Disclaimer: This calculator gives you an estimate based on tax rates and details found online. These rates may change over time. For the most accurate and up-to-date information, please check the official IRS website and your state’s tax website. Always talk to a tax expert for advice about your personal tax situation.
How We Calculate the Result
To calculate your estimated Indiana income tax, we start with your total household income. Then we subtract contributions to retirement accounts like 401(k) and IRA, as well as either your standard or itemized deductions—whichever is higher. We also subtract personal exemptions (a fixed amount per person claimed). This gives us your taxable income.

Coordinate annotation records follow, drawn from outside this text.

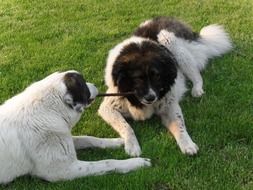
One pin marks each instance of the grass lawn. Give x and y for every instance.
(38, 37)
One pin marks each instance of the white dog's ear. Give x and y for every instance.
(74, 105)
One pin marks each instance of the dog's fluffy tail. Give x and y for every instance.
(215, 39)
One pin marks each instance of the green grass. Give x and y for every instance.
(40, 37)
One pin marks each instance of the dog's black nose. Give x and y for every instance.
(150, 97)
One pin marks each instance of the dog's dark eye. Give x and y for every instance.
(155, 74)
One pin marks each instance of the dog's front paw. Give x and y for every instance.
(166, 38)
(133, 164)
(132, 147)
(197, 92)
(187, 146)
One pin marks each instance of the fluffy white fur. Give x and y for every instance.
(35, 136)
(192, 56)
(114, 110)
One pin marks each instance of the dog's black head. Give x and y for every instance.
(79, 93)
(146, 68)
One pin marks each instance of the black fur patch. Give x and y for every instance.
(152, 29)
(141, 66)
(77, 88)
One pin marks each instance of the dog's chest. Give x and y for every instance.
(140, 114)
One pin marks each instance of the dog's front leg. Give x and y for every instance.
(173, 119)
(82, 142)
(118, 123)
(79, 168)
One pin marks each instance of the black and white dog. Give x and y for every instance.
(147, 64)
(35, 132)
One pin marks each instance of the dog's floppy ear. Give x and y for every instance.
(118, 73)
(78, 94)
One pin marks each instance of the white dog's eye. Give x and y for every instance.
(68, 99)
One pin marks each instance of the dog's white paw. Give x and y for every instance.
(197, 92)
(117, 142)
(166, 38)
(187, 146)
(133, 164)
(132, 147)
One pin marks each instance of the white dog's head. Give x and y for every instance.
(71, 87)
(79, 94)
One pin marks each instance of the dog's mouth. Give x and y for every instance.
(148, 102)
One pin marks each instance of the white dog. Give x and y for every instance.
(35, 135)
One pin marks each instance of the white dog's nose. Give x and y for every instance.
(93, 90)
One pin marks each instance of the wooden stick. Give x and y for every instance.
(115, 94)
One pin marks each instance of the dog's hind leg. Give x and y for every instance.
(186, 61)
(173, 119)
(82, 168)
(82, 142)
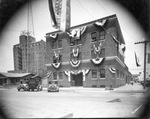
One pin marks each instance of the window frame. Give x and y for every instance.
(101, 73)
(54, 75)
(93, 76)
(102, 35)
(93, 38)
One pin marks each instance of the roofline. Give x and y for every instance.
(84, 24)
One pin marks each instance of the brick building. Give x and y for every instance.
(89, 55)
(29, 55)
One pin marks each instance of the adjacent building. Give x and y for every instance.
(29, 55)
(89, 55)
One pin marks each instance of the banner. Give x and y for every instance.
(60, 14)
(137, 60)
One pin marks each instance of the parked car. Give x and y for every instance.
(53, 86)
(33, 84)
(23, 87)
(147, 83)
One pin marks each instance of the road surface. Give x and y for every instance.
(71, 104)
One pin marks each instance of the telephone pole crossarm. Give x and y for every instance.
(145, 45)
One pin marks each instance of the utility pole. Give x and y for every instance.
(145, 46)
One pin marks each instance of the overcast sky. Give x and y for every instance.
(82, 11)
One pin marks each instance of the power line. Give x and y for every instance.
(103, 7)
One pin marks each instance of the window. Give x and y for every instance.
(102, 35)
(117, 73)
(94, 73)
(102, 73)
(55, 75)
(59, 43)
(60, 75)
(102, 53)
(148, 58)
(78, 58)
(74, 41)
(93, 36)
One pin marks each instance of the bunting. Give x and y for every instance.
(97, 49)
(101, 23)
(56, 65)
(97, 61)
(76, 33)
(54, 35)
(75, 63)
(112, 70)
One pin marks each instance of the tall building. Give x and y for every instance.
(89, 55)
(148, 61)
(17, 57)
(29, 55)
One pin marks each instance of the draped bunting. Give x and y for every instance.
(56, 65)
(76, 33)
(97, 49)
(75, 63)
(75, 53)
(53, 35)
(101, 23)
(112, 70)
(121, 46)
(68, 74)
(76, 72)
(57, 58)
(97, 61)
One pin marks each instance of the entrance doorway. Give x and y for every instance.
(77, 80)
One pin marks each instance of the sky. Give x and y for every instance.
(82, 11)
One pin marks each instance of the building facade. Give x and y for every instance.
(29, 55)
(148, 61)
(89, 55)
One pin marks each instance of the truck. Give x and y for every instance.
(31, 84)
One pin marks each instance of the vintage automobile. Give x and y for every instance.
(53, 86)
(34, 84)
(23, 86)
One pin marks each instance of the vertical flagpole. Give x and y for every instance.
(65, 16)
(145, 45)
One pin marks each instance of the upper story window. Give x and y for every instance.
(59, 43)
(56, 44)
(101, 35)
(55, 75)
(60, 75)
(55, 60)
(79, 57)
(102, 54)
(94, 73)
(102, 73)
(74, 41)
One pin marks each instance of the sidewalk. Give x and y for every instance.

Indiana uses a flat tax rate of 3.05% on all taxable income, regardless of how much you earn. So, once we get your taxable income, we multiply it by 3.05% to find your estimated state tax. We also check if your income meets the minimum requirement for federal tax filing, based on your age and filing status.
About Indiana Income Tax
Indiana is one of the states that applies a flat income tax rate. This means everyone pays the same percentage (3.05%) of their taxable income, whether they earn a little or a lot. This is different from progressive tax states, where people with higher incomes pay a higher rate.
There are no complex tax brackets in Indiana. No matter your filing status—single, married, or head of household—you pay 3.05% on the amount left after deductions and exemptions.
Residents can also reduce their taxable income through retirement contributions (401(k), IRA), itemized deductions, or the standard deduction (which Indiana allows based on filing status). You can also claim state personal exemptions, which reduce your income before the tax is calculated.
Remember, this tax applies only to state income tax. You may still owe federal income tax, which has different brackets and rules. Always check both when planning your taxes.
Frequently Asked Questions
What is the income tax rate in Indiana?
Indiana applies a flat income tax rate of 3.05% to all taxable income. This means everyone pays the same rate, whether your income is high or low. The tax is applied after subtracting deductions and exemptions from your total income.
When do singles start paying Indiana income tax?
Single individuals start paying Indiana income tax as soon as their taxable income is greater than zero. Since Indiana uses a flat tax rate, there is no lower limit. But for federal taxes, singles must file if their gross income exceeds $14,600 (under age 65).
When do married filers start paying Indiana income tax?
Married filers in Indiana also start paying income tax as soon as their taxable income is more than zero. The flat rate of 3.05% applies to all taxable income. Federally, married couples must file if they make $29,200 (both under 65), or more if older.
Are deductions and exemptions allowed in Indiana?
Yes, Indiana allows taxpayers to subtract standard or itemized deductions from their income. You can also subtract personal exemptions (a fixed amount per person). These help lower the amount of income that gets taxed.
What is considered taxable income in Indiana?
Taxable income in Indiana includes wages, salaries, business income, and other earnings. After subtracting allowed deductions (401k, IRA, itemized or standard) and personal exemptions, what’s left is taxed at the flat 3.05% rate.